Or even the laughable idea of downloading a tarball and running a configure script without first examining it for trojans. Such folly!


I'm guilty of this: `wget mysqltuner.pl && perl mysqltuner.pl`.


“Concerned about theoretical man-in-the-middle attacks when piping scripts from curl to your shell?”

This case is where you know what's at the URL you specified, but since it was/will be downloaded over HTTP, in principle a MITM could change the content when it's downloaded by curl, so you're running a different script than the one you reviewed/uploaded.


Yeah, but if you pipe the curl output to your shell anyway, this is the same thing.

Unless of course it's some sort of "timing attack" (advance apology to purists if I'm using this term incorrectly) and the server knows you've downloaded this once (with gosh perhaps) and then sends you the malignant stuff the second or subsequent times.

Edit: sorry, the above makes no sense because you will have reviewed it with gosh and probably wouldn't download it again.


You mean a "race condition", not timing attack.

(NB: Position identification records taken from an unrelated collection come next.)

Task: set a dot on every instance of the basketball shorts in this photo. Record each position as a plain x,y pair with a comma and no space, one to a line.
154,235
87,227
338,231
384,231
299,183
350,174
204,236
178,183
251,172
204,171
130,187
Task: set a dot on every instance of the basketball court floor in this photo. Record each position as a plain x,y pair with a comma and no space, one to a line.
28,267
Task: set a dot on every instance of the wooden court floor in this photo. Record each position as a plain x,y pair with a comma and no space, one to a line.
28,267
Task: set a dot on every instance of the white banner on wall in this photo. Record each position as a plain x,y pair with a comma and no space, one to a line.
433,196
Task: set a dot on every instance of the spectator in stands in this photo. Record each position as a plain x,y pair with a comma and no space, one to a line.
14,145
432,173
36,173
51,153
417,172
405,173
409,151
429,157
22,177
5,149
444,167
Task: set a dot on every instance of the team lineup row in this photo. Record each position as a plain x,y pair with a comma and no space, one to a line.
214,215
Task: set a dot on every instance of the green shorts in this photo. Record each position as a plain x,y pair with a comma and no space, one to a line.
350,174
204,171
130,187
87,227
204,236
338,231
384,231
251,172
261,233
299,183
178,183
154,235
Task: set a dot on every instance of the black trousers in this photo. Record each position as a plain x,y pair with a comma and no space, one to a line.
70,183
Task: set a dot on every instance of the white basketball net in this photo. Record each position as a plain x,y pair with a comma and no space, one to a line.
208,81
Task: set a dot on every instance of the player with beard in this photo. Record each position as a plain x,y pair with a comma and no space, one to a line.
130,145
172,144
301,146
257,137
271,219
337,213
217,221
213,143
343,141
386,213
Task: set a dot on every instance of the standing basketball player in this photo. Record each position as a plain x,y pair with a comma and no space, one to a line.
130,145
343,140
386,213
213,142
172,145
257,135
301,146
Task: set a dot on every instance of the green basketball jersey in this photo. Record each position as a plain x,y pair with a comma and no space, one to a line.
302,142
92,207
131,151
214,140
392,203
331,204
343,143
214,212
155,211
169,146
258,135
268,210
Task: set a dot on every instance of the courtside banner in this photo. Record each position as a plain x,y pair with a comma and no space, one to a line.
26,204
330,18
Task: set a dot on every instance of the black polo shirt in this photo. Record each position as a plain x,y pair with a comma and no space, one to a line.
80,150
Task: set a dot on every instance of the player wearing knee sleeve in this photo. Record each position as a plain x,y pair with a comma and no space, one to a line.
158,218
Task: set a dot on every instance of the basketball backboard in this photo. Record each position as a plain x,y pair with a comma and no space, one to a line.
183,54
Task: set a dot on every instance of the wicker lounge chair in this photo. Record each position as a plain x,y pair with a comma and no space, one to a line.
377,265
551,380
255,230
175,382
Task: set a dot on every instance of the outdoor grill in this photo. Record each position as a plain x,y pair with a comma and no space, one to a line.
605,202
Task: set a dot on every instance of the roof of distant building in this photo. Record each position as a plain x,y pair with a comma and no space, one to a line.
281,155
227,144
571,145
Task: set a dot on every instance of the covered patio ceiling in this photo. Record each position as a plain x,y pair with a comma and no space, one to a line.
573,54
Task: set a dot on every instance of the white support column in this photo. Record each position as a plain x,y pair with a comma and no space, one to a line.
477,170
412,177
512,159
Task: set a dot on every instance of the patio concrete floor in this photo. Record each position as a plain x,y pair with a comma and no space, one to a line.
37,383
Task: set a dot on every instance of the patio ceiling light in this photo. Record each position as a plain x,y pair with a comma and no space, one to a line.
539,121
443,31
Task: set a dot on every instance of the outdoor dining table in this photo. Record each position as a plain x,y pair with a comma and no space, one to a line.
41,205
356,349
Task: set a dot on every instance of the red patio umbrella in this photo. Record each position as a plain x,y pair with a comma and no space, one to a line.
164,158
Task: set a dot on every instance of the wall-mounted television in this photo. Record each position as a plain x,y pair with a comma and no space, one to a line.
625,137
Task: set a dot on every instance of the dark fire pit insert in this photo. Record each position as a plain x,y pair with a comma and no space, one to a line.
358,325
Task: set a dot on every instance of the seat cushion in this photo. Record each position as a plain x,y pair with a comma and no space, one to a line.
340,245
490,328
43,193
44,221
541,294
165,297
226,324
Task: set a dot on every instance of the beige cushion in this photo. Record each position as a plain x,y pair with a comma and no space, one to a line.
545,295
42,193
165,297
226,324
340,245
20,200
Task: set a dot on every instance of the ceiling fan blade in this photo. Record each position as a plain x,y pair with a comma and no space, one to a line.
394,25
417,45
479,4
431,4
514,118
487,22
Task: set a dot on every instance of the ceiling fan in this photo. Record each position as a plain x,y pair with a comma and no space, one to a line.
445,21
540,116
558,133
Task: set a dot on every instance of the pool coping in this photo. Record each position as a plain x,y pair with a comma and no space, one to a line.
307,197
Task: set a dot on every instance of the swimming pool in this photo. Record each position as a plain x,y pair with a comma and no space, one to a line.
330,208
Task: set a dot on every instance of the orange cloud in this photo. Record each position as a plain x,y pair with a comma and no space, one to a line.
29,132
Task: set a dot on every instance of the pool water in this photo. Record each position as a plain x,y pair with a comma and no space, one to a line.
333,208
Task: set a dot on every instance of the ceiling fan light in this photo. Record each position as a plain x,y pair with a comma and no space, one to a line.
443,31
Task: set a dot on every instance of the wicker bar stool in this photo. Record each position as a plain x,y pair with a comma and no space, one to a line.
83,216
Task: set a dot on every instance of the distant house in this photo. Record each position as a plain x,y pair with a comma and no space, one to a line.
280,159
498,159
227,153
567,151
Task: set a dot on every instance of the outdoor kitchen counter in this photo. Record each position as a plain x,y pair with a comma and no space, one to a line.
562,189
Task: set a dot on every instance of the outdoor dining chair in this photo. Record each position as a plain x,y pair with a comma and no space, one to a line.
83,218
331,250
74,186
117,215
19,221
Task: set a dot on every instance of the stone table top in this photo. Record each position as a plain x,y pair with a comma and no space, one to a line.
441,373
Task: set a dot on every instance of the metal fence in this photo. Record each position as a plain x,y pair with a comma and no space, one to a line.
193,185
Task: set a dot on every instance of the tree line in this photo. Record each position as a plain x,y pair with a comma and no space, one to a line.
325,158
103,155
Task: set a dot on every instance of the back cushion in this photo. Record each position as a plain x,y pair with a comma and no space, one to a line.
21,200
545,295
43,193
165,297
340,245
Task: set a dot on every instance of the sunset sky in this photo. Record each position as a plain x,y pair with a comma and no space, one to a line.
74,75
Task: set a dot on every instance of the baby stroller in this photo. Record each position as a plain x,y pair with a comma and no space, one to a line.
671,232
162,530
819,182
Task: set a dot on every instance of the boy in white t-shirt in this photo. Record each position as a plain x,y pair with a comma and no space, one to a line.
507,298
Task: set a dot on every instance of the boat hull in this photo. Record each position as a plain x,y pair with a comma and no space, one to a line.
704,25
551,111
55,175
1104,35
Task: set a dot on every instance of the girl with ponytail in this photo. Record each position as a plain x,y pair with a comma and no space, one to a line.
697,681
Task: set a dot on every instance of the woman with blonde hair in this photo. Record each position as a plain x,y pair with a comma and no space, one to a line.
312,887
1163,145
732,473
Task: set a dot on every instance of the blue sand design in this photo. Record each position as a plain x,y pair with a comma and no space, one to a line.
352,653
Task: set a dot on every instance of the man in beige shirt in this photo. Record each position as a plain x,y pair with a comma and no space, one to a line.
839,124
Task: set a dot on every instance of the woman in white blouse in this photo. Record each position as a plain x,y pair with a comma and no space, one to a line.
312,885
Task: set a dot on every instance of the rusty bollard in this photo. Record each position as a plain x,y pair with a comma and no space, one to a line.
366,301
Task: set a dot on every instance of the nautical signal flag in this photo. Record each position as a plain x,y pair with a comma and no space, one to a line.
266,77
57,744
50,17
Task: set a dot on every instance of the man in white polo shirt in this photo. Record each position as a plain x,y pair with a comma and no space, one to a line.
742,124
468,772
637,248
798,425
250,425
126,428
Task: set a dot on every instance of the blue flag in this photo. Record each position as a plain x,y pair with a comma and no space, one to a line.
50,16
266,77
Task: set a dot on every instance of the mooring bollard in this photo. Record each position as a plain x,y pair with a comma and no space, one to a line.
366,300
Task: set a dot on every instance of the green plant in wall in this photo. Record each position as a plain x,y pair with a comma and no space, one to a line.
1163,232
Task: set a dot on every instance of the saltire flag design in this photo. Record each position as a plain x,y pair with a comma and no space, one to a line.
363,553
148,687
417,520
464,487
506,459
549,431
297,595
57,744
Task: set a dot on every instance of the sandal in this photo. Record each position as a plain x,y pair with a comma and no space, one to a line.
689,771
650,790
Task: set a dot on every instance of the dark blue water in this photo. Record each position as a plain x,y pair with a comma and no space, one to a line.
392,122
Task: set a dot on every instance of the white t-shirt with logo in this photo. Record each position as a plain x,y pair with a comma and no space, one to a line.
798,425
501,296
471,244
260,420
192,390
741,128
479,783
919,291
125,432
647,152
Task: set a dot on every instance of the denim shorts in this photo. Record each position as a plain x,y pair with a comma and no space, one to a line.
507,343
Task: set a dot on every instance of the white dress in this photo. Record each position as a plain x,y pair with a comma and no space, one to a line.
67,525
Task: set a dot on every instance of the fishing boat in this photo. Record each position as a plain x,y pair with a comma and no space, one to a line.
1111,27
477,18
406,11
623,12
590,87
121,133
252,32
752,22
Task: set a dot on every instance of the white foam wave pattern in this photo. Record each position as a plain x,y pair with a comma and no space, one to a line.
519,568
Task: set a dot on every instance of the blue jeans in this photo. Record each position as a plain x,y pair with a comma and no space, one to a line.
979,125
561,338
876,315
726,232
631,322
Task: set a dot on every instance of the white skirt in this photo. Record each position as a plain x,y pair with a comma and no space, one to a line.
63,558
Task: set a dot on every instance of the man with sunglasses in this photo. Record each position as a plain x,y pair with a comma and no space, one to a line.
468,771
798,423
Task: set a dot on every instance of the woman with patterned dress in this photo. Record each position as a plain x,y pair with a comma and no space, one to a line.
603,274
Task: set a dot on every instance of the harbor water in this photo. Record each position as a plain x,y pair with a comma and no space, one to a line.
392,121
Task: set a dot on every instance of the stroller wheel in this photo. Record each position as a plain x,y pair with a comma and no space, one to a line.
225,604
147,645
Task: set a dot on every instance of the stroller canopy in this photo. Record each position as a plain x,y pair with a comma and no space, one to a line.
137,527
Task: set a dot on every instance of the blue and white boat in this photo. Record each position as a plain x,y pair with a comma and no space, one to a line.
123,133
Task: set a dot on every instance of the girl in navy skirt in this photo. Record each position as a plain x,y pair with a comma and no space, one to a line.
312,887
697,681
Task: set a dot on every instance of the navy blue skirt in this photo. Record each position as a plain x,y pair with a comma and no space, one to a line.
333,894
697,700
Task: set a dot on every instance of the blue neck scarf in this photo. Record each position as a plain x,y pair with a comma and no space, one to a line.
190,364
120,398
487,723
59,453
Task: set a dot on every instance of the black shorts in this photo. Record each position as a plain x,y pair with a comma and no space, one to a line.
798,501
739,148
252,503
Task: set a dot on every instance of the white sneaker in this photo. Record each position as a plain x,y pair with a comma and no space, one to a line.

There are lots of ways you can get bad data from a given server over curl, even if using HTTPS and the attacker does not have full control over the server:

* Typo in URL and typosquatter sends you whatever commands they want

* XSS in server-side scripts leads to injection of commands via unescaped tags

There may be others I haven't thought of. Perhaps a DNS glue record can be used to inject shell metacharacters where the server has an error handler that reports the client hostname? The fact that any of these are even possible shows how fragile this mechanism is.